Ibu dan Anak Asal Blitar jadi Pelaku TPPO, Sekap Korban di Rumah dan Janjikan Kerja di Singapura
Ibu dan anak di Blitar terlibat kasus tindak pidana perdagangan orang (TPPO). Keduanya ditangkap saat berada di rumah.
Editor: Abdul Muhaimin
TRIBUNNEWS.COM - Kasus tindak pidana perdagangan orang (TPPO) di Blitar, Jawa Timur melibatkan ibu dan anak.
Awalnya petugas kepolisian mendapat laporan dari masyarakat sehingga melakukan pengkapan terhadap ESP (51) dan NA (26) di rumahnya di Desa Bagelenan, Kecamatan Srengat, Kabupaten Blitar, Minggu (18/6/2023).
Kapolres Blitar Kota, AKBP Argowiyono membenarkan dua pelaku yang ditangkap merupakan Ibu dan anak.
"Ada dua pelaku, yaitu ESP dan NA yang kami amankan terkait kasus dugaan TPPO. Kedua tersangka kami tangkap di rumahnya pada Minggu (18/6/2023). Kasus ini terungkap dari laporan masyarakat," katanya saat merilis kasus itu, Rabu (21/6/2023).

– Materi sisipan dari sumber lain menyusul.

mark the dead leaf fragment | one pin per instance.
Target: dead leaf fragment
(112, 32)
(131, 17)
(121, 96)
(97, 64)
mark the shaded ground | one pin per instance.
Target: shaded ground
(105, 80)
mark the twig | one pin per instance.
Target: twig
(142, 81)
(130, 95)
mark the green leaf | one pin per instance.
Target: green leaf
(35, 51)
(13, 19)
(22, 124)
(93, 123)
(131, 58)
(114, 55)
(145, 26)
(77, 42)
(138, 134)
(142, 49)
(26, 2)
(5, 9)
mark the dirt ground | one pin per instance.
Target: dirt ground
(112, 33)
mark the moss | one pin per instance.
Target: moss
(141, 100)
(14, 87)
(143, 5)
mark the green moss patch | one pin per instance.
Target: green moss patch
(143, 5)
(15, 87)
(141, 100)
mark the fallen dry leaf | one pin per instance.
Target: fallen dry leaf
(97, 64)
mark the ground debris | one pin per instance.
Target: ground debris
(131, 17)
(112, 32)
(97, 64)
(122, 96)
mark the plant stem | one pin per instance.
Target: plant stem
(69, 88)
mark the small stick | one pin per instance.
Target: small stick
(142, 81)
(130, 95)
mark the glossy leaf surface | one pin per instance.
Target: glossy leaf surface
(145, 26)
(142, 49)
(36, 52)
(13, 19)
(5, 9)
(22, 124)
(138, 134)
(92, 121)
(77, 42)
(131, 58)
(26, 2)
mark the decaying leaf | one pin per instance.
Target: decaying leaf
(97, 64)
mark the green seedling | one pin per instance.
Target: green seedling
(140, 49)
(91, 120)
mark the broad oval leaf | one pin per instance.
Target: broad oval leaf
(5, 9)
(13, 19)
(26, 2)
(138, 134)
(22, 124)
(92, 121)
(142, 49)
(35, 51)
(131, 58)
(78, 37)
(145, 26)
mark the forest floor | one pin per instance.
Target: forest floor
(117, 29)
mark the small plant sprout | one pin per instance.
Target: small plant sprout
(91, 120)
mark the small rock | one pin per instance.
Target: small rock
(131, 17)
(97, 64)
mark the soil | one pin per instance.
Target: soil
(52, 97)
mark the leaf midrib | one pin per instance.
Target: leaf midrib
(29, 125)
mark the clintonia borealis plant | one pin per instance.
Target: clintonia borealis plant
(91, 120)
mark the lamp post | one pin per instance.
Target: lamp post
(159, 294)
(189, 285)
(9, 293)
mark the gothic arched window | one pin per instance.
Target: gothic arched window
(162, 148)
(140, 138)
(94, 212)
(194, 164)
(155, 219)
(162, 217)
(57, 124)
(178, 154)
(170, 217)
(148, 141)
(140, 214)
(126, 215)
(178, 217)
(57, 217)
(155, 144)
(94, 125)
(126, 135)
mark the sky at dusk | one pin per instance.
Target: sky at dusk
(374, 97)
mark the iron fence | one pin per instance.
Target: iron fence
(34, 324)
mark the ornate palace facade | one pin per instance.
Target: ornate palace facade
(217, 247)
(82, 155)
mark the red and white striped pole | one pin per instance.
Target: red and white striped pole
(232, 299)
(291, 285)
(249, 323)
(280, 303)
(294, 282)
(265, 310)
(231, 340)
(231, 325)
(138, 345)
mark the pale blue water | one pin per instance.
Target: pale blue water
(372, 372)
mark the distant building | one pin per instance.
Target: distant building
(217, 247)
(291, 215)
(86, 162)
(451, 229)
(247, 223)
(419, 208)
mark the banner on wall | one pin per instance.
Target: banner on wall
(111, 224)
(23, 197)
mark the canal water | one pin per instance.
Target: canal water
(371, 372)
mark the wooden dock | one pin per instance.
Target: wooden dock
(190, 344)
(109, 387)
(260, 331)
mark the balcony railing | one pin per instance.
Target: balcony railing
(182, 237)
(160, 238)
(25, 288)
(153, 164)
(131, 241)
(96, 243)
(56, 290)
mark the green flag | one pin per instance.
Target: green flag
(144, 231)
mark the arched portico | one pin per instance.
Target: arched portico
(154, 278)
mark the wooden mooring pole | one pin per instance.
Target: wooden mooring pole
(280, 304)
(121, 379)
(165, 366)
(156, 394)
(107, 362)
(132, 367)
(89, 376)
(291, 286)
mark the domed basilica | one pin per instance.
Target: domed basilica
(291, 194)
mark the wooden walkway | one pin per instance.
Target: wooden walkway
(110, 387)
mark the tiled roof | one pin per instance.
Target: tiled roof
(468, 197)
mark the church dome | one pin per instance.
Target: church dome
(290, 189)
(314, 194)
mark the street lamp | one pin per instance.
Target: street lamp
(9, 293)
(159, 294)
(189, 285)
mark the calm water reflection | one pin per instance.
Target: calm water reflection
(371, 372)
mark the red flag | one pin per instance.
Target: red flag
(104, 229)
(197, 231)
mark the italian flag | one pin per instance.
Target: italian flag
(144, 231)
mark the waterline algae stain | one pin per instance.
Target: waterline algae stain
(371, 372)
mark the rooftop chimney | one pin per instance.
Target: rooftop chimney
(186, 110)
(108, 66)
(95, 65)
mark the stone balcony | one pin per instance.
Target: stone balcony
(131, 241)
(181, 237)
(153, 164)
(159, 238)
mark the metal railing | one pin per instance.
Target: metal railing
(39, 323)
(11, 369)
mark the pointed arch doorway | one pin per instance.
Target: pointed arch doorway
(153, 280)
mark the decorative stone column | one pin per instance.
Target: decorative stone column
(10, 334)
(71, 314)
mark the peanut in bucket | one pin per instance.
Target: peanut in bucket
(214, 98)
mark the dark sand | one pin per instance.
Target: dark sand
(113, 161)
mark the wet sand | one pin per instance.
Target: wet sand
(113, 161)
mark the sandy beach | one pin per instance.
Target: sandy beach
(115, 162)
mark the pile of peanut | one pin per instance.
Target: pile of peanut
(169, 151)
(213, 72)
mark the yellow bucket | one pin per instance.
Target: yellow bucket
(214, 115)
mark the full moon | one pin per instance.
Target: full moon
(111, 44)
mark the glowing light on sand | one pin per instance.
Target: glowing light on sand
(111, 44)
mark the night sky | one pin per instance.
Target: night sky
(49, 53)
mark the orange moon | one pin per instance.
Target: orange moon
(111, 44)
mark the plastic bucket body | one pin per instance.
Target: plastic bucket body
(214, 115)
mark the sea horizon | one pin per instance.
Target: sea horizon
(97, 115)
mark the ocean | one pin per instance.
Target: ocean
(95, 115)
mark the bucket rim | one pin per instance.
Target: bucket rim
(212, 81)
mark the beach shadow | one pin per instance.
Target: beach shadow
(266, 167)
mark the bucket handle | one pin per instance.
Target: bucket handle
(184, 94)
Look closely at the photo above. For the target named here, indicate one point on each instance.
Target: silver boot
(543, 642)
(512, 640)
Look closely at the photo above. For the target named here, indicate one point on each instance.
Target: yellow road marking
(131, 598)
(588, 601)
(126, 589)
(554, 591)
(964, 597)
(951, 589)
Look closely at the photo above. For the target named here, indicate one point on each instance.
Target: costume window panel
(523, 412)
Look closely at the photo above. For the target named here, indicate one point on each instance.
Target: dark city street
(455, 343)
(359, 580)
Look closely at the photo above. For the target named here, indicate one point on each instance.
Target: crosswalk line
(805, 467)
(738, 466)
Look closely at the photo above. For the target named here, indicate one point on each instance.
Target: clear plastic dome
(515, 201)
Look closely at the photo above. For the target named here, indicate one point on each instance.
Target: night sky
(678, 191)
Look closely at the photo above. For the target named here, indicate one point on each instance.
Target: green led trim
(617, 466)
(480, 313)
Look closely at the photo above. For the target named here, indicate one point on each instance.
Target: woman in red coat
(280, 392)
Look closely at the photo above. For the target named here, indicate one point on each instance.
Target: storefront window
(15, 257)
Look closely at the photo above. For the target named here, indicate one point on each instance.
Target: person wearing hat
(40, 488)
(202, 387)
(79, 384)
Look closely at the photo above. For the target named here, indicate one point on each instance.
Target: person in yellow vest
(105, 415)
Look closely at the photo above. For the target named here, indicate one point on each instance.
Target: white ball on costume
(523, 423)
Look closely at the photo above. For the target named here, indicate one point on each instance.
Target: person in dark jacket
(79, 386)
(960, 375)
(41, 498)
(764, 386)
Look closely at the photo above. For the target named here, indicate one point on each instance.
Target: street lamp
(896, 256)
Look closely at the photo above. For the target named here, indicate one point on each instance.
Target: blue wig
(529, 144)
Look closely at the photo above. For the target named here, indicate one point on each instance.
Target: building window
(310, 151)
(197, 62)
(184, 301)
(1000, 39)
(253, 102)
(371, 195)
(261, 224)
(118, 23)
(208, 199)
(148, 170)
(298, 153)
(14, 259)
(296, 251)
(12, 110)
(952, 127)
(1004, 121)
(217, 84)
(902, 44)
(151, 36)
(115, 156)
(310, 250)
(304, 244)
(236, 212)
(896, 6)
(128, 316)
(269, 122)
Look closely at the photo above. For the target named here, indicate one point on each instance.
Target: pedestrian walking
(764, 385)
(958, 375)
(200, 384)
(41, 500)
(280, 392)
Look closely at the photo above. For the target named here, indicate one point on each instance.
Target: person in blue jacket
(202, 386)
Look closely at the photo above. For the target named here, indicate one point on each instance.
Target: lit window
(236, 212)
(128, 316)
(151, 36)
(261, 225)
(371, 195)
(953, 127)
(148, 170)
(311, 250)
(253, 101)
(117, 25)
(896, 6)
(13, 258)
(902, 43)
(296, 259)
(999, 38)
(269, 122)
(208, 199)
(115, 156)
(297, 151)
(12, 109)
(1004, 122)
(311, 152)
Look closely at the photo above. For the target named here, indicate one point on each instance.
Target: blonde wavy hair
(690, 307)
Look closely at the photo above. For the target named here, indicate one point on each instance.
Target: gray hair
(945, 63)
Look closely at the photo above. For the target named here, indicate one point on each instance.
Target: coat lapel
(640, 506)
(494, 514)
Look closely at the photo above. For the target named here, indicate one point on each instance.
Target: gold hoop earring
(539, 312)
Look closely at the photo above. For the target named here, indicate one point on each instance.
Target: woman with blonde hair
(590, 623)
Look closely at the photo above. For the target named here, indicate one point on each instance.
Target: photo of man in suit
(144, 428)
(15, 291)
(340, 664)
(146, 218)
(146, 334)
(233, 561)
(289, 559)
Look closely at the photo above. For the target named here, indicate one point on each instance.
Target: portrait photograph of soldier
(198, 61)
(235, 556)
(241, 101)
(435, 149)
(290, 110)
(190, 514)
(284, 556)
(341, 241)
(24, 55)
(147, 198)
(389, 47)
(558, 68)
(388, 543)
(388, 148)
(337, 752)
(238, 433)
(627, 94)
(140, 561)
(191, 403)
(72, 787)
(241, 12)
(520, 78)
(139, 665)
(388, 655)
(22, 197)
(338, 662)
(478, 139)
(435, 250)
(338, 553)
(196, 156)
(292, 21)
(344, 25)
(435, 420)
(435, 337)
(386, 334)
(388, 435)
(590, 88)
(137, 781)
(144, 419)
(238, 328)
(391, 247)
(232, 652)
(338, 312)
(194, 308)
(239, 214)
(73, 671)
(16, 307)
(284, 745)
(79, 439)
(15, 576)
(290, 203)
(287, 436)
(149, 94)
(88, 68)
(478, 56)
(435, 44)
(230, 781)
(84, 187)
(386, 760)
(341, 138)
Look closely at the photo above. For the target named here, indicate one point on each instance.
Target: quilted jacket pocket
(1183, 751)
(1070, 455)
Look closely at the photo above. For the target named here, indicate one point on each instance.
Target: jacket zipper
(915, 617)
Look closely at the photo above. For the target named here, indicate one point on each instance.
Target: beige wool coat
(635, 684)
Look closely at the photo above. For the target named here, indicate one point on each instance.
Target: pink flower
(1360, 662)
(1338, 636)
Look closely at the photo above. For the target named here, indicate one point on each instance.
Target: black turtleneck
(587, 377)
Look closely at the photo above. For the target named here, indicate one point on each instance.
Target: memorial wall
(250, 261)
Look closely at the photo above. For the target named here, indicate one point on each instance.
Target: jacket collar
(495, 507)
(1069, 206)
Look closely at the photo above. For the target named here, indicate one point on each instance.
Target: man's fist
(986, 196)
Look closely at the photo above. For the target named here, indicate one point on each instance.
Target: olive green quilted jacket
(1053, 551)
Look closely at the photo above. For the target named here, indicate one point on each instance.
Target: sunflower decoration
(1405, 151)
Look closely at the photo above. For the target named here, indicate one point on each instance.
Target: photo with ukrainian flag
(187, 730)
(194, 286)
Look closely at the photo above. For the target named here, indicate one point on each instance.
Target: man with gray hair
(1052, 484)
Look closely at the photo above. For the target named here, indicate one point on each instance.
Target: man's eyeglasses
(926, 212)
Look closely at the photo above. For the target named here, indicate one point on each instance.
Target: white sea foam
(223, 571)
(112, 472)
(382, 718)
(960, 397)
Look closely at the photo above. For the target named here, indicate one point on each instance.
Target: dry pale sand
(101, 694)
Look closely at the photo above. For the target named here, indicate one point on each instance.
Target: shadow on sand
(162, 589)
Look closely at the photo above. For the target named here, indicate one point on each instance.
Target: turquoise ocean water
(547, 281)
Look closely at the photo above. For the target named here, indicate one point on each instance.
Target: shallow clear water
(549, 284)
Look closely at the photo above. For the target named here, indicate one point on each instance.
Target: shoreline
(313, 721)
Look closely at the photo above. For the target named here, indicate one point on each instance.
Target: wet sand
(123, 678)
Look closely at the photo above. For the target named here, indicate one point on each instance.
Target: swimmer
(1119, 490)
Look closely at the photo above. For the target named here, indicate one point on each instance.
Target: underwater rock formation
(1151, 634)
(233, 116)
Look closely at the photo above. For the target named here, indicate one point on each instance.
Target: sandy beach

Baca juga: Bertambah Lagi, Total Ada 511 Tersangka yang Telah Ditangkap Satgas TPPO Polri
Polisi juga menyelamatkan satu korban dalam kasus itu. Satu korban, yaitu, Stella Lope (34), warga Manado, Sulawesi Utara.
Dalam kasus itu, kedua pelaku, ESP dan NA berbagi tugas. ESP berperan sebagai tim lapangan untuk menawarkan jasa lewat media sosial dan promosi dari mulut ke mulut.
Sementara anaknya, NA bertugas melakukan wawancara kepada para korban.
Tersangka ESP menawarkan jasa bisa mengirimkan atau membantu orang untuk bekerja di Singapura sebagai perawat bayi, perawat orang tua maupun sebagai pengurus rumah tangga (IRT) lewat media sosial dan dari mulut ke mulut.
Tersangka mengaku bisa segera memberangkatkan korban ke Singapura. Tersangka mengklaim memiliki ikatan kerja sama dengan agensi yang ada di Singapura.
Sebagai iming-iming, biaya para korban ditanggung oleh tersangka terlebih dahulu
hingga korban bekerja di Singapura.
Baca juga: Pegawainya Terlibat Kasus TPPO, Kepala Kantor Imigrasi Makassar akan Beri Sanksi Pemecatan
Korban mengembalikan biaya pemberangkatan kepada tersangka dengan cara potong gaji sebesar Rp 5 juta sampai Rp 6 juta selama enam bulan.
Selama belum berangkat ke Singapura, tersangka menyiapkan penampungan di rumah tersangka dengan jaminan mendapatkan makan dan pelatihan kerja maupun pelatihan bahasa asing.
"Korban sendiri dijanjikan akan diberangkatkan kerja ke Singapura dengan gaji minimal Rp 7 juta per bulan. Tapi, dalam praktiknya, berbeda dengan apa yang dijanjikan tersangka kepada korban," ujarnya.
Menurut Argo, korban berada di rumah tersangka sejak 5 Juni 2023. Selama di rumah tersangka, korban merasa disekap karena setiap hari dikunci dari luar. Makan untuk korban juga dijatah sehari dua kali.